Retaining Knowledge for Learning with Dynamic Definition

Authors: Zichang Liu, Benjamin Coleman, Tianyi Zhang, Anshumali Shrivastava

NeurIPS 2022 | Conference PDF | Archive PDF | Plain Text | LLM Run Details

Reproducibility Variable Result LLM Response
Research Type Experimental In Section 5, we apply RIDDLE in the dynamic definition setting for four real-world tasks. Our method outperforms baselines by up to 30% on the original dataset while achieving competitive accuracy on the new dataset.
Researcher Affiliation Collaboration Zichang Liu Rice University Houston, TX 77025 zichangliu@rice.edu Benjamin Coleman Rice University Houston, TX 77025 brc7@rice.edu Tianyi Zhang Rice University Houston, TX 77025 tz21@rice.edu Anshumali Shrivastava Rice University/Third AI Corp. Houston, TX 77025 anshumali@rice.edu
Pseudocode Yes Algorithm 1 RIDDLE Training Input: Training Dataset D, |D| = m, number of rows L, number of cells R, learning rate , error function E( ), number of epochs e, batch size b, random seed s.
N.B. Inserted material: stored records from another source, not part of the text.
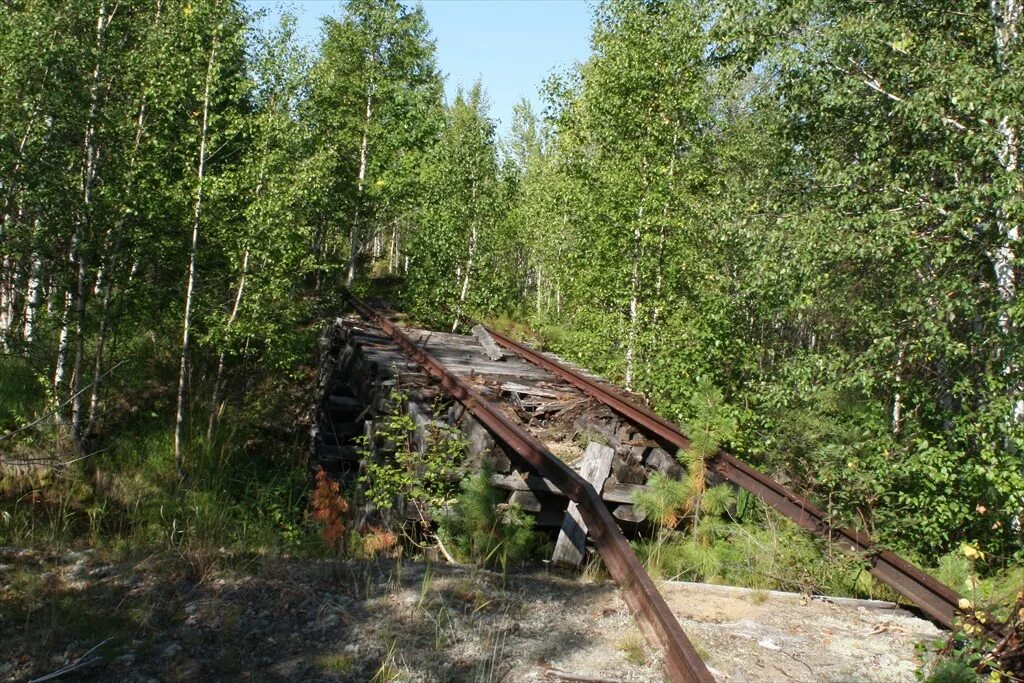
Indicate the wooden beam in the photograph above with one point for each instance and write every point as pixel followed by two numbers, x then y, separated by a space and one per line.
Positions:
pixel 571 544
pixel 487 342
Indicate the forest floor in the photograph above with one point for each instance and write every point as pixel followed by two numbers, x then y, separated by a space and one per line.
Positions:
pixel 287 620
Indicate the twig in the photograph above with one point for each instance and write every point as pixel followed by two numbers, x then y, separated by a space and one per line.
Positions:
pixel 82 662
pixel 57 409
pixel 444 550
pixel 565 676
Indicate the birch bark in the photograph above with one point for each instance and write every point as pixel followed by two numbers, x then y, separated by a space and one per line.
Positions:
pixel 90 158
pixel 218 380
pixel 183 369
pixel 1007 16
pixel 364 148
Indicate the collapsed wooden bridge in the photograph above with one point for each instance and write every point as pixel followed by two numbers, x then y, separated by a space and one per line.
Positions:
pixel 505 393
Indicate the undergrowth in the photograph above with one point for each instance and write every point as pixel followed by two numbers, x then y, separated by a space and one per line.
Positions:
pixel 483 529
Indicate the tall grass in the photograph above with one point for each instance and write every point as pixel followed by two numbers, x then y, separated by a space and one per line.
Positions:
pixel 233 500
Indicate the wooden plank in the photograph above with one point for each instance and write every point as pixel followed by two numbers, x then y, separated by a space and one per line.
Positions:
pixel 487 342
pixel 515 387
pixel 571 544
pixel 621 493
pixel 515 481
pixel 526 500
pixel 612 492
pixel 629 513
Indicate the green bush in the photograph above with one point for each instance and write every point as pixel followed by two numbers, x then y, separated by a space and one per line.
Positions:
pixel 483 529
pixel 428 475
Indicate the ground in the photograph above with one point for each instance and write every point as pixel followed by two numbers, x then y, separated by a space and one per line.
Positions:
pixel 298 620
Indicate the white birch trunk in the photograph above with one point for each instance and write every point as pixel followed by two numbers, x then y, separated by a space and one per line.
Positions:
pixel 6 300
pixel 183 369
pixel 631 335
pixel 59 367
pixel 897 424
pixel 32 300
pixel 469 261
pixel 364 148
pixel 1007 15
pixel 88 176
pixel 215 401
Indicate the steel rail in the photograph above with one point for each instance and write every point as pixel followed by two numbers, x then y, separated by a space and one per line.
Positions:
pixel 936 599
pixel 649 608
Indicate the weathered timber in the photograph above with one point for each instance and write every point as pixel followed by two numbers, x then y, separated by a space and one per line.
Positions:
pixel 526 500
pixel 524 389
pixel 571 544
pixel 487 342
pixel 629 513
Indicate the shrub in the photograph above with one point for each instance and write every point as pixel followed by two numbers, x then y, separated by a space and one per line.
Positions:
pixel 482 528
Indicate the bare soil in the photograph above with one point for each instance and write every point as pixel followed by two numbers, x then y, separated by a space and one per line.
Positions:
pixel 288 620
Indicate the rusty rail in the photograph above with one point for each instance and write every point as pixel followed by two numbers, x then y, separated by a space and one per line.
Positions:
pixel 648 606
pixel 934 598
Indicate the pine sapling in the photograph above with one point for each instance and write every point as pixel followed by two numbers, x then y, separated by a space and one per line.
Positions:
pixel 329 509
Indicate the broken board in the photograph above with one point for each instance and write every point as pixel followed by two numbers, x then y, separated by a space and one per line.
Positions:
pixel 571 545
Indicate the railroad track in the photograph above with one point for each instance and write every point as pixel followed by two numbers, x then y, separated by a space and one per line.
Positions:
pixel 934 598
pixel 652 613
pixel 649 608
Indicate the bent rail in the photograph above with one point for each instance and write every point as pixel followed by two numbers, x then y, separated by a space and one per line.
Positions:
pixel 934 598
pixel 648 606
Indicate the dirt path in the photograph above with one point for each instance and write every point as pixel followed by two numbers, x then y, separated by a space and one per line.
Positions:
pixel 305 621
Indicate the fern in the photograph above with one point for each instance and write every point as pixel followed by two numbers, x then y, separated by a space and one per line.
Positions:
pixel 482 528
pixel 719 500
pixel 665 500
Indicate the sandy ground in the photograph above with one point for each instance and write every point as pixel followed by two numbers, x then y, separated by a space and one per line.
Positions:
pixel 305 621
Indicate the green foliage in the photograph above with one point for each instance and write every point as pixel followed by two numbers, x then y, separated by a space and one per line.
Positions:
pixel 665 500
pixel 20 396
pixel 483 529
pixel 418 463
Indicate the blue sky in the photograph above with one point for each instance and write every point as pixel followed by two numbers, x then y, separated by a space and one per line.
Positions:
pixel 512 45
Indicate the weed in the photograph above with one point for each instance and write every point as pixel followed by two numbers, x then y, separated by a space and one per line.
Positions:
pixel 634 649
pixel 339 665
pixel 329 509
pixel 479 526
pixel 417 463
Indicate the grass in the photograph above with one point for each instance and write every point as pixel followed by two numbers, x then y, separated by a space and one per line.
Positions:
pixel 634 649
pixel 339 665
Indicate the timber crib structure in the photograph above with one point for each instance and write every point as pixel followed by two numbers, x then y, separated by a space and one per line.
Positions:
pixel 499 386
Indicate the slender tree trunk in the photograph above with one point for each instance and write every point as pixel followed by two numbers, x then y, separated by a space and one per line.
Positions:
pixel 469 260
pixel 897 424
pixel 663 235
pixel 631 339
pixel 6 299
pixel 59 367
pixel 97 368
pixel 107 273
pixel 32 300
pixel 183 370
pixel 215 401
pixel 90 157
pixel 1007 15
pixel 364 148
pixel 392 260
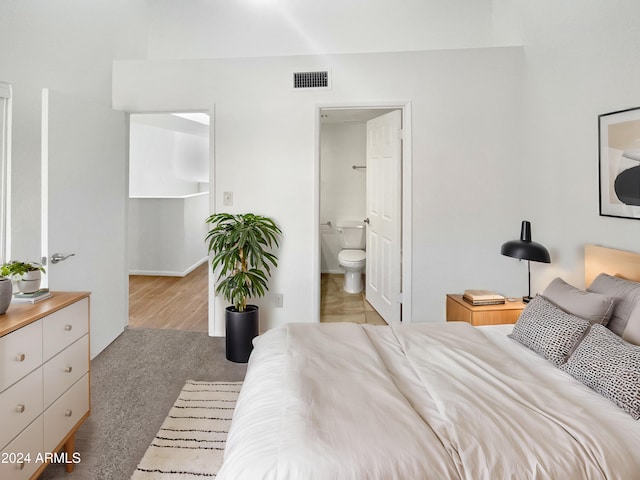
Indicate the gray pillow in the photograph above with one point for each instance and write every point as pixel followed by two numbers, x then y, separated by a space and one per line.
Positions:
pixel 594 307
pixel 606 363
pixel 548 330
pixel 627 294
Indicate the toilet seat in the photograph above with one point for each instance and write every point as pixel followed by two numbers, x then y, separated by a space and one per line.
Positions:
pixel 350 258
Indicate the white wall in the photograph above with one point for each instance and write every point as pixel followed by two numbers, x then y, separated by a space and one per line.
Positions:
pixel 255 28
pixel 166 235
pixel 466 113
pixel 342 189
pixel 580 61
pixel 43 45
pixel 512 133
pixel 164 161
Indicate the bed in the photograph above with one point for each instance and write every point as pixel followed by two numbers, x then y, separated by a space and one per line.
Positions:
pixel 450 401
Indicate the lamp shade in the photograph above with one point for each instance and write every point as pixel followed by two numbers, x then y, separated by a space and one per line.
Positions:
pixel 524 248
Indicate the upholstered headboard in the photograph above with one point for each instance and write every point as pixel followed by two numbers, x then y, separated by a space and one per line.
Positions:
pixel 608 260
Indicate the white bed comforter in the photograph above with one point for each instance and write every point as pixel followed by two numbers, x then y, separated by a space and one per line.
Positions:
pixel 437 401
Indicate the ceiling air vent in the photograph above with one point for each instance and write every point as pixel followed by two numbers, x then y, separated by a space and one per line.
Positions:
pixel 311 79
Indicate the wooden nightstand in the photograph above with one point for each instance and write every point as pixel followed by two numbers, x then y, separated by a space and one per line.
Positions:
pixel 461 311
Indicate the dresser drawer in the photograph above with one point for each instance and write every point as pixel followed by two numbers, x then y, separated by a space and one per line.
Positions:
pixel 60 329
pixel 22 457
pixel 65 369
pixel 65 413
pixel 20 353
pixel 20 405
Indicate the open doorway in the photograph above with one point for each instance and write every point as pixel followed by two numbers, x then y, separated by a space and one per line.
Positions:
pixel 168 203
pixel 354 181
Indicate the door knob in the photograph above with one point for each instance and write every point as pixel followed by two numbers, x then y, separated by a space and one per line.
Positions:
pixel 58 257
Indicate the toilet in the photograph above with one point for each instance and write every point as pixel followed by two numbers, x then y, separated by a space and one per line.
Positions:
pixel 352 257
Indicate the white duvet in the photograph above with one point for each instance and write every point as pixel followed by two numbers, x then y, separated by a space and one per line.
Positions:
pixel 436 401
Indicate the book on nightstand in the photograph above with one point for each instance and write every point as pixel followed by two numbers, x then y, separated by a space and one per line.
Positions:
pixel 482 297
pixel 34 297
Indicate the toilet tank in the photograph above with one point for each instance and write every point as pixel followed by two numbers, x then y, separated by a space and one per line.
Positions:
pixel 351 234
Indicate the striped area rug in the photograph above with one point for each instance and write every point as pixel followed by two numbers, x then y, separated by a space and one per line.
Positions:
pixel 190 443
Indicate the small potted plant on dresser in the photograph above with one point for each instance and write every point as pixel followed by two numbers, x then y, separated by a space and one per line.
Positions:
pixel 240 245
pixel 6 293
pixel 26 275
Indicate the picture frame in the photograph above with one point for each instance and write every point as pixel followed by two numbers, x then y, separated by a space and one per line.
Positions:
pixel 619 163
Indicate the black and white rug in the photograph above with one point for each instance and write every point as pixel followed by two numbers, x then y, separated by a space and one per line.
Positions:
pixel 191 441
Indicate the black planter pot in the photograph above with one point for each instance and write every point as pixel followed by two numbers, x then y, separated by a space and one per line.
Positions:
pixel 241 329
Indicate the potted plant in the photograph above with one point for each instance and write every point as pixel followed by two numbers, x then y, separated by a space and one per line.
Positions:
pixel 240 245
pixel 27 275
pixel 6 293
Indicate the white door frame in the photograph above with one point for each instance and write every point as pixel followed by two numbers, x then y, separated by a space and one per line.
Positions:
pixel 405 107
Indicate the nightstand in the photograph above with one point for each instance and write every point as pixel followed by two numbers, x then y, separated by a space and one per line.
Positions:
pixel 459 310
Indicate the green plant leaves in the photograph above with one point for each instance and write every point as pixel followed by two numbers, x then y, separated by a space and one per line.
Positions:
pixel 241 246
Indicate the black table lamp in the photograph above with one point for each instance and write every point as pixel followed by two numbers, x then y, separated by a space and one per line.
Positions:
pixel 525 249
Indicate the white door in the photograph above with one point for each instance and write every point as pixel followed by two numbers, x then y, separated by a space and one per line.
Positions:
pixel 384 190
pixel 83 208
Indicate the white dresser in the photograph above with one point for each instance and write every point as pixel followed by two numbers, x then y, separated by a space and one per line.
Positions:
pixel 44 383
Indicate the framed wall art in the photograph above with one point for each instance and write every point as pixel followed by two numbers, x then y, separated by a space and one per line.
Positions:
pixel 619 141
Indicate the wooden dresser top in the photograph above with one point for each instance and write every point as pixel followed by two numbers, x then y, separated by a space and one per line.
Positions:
pixel 20 314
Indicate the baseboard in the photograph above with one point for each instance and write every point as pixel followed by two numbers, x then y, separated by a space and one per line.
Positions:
pixel 169 273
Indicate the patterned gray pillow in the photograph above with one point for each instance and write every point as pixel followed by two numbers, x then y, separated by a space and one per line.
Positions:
pixel 548 330
pixel 610 366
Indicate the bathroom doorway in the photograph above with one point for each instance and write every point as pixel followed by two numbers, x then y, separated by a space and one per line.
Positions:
pixel 168 202
pixel 343 198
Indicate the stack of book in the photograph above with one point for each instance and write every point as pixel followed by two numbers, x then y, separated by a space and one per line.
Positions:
pixel 34 297
pixel 482 297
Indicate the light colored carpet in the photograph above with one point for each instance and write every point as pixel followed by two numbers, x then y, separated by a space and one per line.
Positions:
pixel 190 443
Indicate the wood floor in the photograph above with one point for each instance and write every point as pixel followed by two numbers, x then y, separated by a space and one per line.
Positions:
pixel 336 305
pixel 181 303
pixel 173 303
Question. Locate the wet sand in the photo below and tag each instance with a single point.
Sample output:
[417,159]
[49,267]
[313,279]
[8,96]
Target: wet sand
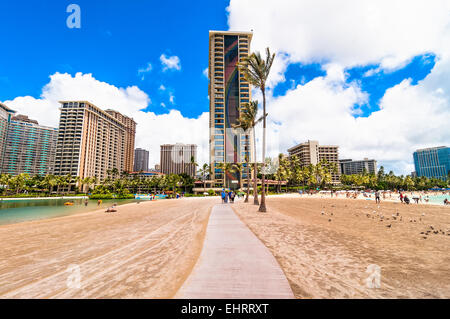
[144,250]
[327,255]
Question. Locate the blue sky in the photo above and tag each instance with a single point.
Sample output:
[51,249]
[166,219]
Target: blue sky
[118,39]
[114,42]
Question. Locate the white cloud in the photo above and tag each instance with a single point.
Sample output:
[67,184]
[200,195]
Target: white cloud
[348,32]
[143,71]
[343,34]
[170,63]
[152,129]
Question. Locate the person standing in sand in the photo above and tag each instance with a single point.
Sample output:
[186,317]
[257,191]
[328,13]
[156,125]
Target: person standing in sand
[377,197]
[224,196]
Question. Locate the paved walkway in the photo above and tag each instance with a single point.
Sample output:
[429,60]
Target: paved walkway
[234,263]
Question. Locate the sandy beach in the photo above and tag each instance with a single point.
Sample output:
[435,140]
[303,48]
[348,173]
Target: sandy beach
[144,250]
[327,255]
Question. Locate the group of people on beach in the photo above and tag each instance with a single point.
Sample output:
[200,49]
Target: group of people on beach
[229,195]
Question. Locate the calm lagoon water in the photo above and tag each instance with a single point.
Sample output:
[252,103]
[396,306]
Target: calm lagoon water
[17,211]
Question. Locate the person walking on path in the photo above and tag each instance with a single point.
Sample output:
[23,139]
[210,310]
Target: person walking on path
[224,195]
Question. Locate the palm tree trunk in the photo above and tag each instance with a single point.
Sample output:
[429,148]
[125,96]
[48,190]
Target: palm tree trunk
[248,183]
[262,207]
[255,172]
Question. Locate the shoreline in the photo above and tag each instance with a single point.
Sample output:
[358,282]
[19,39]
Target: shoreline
[142,251]
[39,198]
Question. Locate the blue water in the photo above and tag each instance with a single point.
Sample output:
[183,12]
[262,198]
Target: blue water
[17,211]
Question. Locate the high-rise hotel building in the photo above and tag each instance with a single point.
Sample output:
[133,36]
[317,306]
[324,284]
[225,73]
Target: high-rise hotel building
[178,158]
[130,133]
[433,162]
[228,90]
[311,152]
[91,142]
[5,117]
[29,147]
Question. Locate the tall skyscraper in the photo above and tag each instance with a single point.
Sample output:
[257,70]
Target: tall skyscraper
[140,160]
[312,153]
[228,90]
[130,133]
[350,167]
[91,142]
[29,147]
[5,116]
[432,162]
[177,158]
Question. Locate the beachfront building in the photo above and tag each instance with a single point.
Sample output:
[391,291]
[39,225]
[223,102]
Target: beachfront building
[91,142]
[5,117]
[178,158]
[145,174]
[29,147]
[350,167]
[228,90]
[432,162]
[311,152]
[140,160]
[130,136]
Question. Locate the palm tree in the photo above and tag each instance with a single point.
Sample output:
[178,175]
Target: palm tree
[282,171]
[256,71]
[226,168]
[204,171]
[247,165]
[239,167]
[248,120]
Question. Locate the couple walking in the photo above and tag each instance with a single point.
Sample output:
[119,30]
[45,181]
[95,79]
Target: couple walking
[225,196]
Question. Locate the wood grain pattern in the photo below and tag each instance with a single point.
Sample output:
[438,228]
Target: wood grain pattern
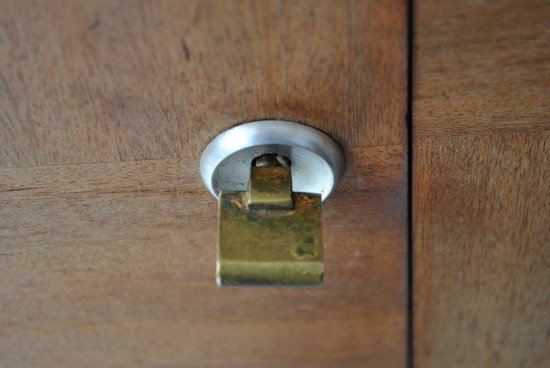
[107,235]
[481,184]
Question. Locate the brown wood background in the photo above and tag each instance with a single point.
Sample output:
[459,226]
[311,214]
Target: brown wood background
[107,235]
[481,183]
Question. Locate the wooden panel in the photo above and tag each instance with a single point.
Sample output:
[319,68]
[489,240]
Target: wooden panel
[481,192]
[107,235]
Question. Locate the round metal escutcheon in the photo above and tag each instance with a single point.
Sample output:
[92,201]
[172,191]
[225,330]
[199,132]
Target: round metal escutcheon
[316,161]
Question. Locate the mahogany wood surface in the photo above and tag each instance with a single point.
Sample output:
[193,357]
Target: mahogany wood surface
[107,234]
[481,183]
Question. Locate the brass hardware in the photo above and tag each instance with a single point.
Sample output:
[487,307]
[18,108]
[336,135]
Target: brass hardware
[268,235]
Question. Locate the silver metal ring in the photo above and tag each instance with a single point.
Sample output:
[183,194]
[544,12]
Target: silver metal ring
[317,163]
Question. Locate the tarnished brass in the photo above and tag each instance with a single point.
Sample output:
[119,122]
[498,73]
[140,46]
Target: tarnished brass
[269,236]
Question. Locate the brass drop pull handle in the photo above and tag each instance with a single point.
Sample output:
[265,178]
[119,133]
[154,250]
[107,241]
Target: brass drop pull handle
[270,177]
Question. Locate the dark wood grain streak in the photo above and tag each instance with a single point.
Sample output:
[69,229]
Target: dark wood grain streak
[481,184]
[107,235]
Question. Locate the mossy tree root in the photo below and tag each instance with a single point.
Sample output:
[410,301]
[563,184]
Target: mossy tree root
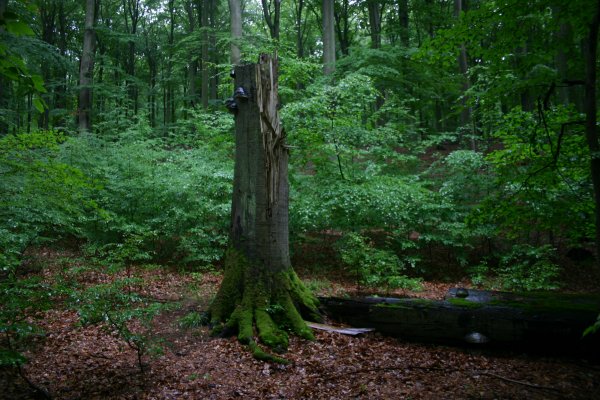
[272,302]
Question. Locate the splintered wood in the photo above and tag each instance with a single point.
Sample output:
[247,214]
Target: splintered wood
[272,132]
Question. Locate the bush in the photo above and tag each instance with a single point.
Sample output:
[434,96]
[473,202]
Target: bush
[374,267]
[172,203]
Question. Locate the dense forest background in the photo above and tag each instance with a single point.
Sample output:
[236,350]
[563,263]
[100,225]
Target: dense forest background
[430,139]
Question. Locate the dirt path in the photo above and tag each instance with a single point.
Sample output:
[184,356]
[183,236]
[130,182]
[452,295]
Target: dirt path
[74,362]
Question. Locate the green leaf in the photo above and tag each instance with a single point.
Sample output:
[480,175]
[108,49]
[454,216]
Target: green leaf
[19,28]
[39,104]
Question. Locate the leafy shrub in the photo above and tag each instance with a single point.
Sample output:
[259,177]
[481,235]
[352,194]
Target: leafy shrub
[172,203]
[41,198]
[525,267]
[192,320]
[119,308]
[20,299]
[374,267]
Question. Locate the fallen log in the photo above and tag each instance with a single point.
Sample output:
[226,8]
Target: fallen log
[550,323]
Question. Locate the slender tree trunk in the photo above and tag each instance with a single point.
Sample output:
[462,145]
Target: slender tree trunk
[86,68]
[205,62]
[258,273]
[170,100]
[590,106]
[272,16]
[328,38]
[235,10]
[374,23]
[4,83]
[300,26]
[463,67]
[213,53]
[342,25]
[403,16]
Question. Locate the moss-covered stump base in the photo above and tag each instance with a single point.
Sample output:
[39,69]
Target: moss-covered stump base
[255,302]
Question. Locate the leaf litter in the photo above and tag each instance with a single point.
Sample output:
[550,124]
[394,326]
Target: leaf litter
[88,362]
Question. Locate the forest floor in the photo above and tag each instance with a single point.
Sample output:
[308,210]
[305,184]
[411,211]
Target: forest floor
[71,361]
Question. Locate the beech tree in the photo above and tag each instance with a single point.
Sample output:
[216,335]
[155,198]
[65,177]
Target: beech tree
[260,289]
[86,69]
[328,38]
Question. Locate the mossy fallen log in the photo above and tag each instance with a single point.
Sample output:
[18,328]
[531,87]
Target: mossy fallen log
[549,323]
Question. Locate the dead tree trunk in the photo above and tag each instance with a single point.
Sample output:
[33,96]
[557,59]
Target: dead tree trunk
[543,322]
[260,288]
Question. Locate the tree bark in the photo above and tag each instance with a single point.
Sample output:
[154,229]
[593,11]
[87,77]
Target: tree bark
[342,26]
[133,12]
[272,16]
[546,322]
[373,7]
[403,16]
[301,26]
[86,68]
[463,67]
[213,53]
[590,107]
[328,38]
[235,10]
[205,62]
[260,287]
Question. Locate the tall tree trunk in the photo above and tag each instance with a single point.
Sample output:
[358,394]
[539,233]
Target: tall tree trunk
[4,83]
[590,106]
[300,25]
[463,67]
[193,65]
[205,55]
[272,16]
[260,287]
[133,12]
[403,17]
[213,54]
[235,10]
[373,7]
[170,80]
[328,38]
[86,68]
[342,25]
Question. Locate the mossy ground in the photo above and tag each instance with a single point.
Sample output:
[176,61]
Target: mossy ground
[255,302]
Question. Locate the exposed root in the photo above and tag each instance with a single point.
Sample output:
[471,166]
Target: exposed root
[256,303]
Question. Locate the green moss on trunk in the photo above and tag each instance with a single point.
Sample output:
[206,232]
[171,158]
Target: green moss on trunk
[257,303]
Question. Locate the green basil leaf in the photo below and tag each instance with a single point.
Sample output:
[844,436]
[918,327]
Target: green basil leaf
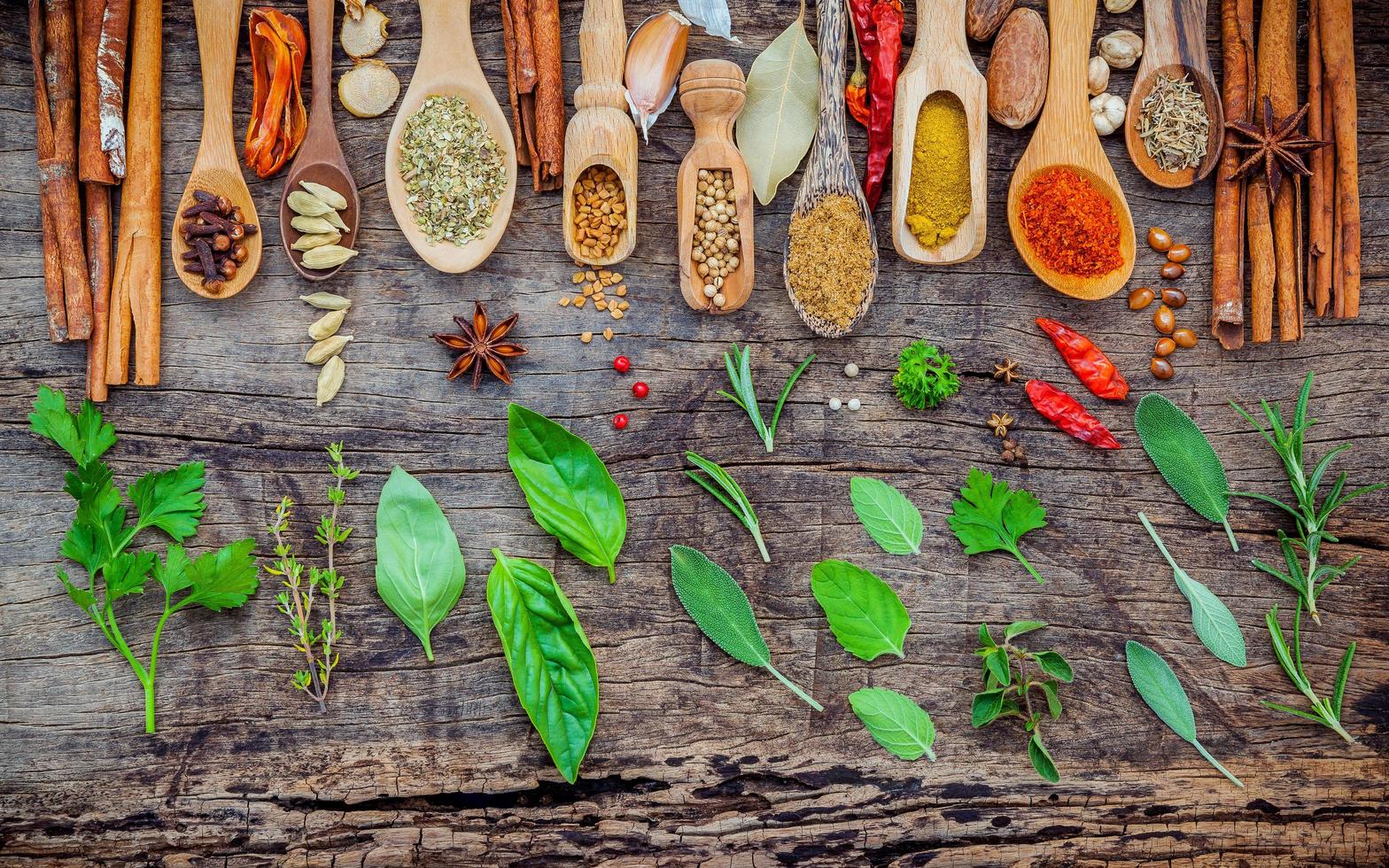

Output: Trained Model S, Counters C
Open Source Code Yes Code is available at https://github.com/lzcemma/RIDDLE.
Open Datasets Yes We consider four datasets that reflect dynamic distributions. Every dataset is organized into two parts: the original dataset Do and the update dataset Du. MNIST Binary, CIFAR10, Image Net, News. The original task for the News dataset [43] is to predict the news topics given a caption and short description.
Dataset Splits No The paper describes how the original (Do) and update (Du) datasets are constructed based on class definitions, but it does not provide specific numerical train/validation/test dataset splits (e.g., percentages or sample counts) for reproducibility.
Hardware Specification Yes All experiments are conducted on a machine with 96 24-core/2-thread/2-socket processors (Intel Xeon(R) Gold 5220R 2.20GHz) and 8 Nvidia V100 32GB.
Software Dependencies No The paper mentions using pretrained models and standard deep learning frameworks (implicitly), but does not specify any software names with version numbers for reproducibility (e.g., Python, PyTorch, TensorFlow versions).
Experiment Setup No While Algorithm 1 mentions 'learning rate' and 'batch size', the paper does not provide specific numerical values for hyperparameters or other training configurations (e.g., optimizer type, number of epochs) in the main text.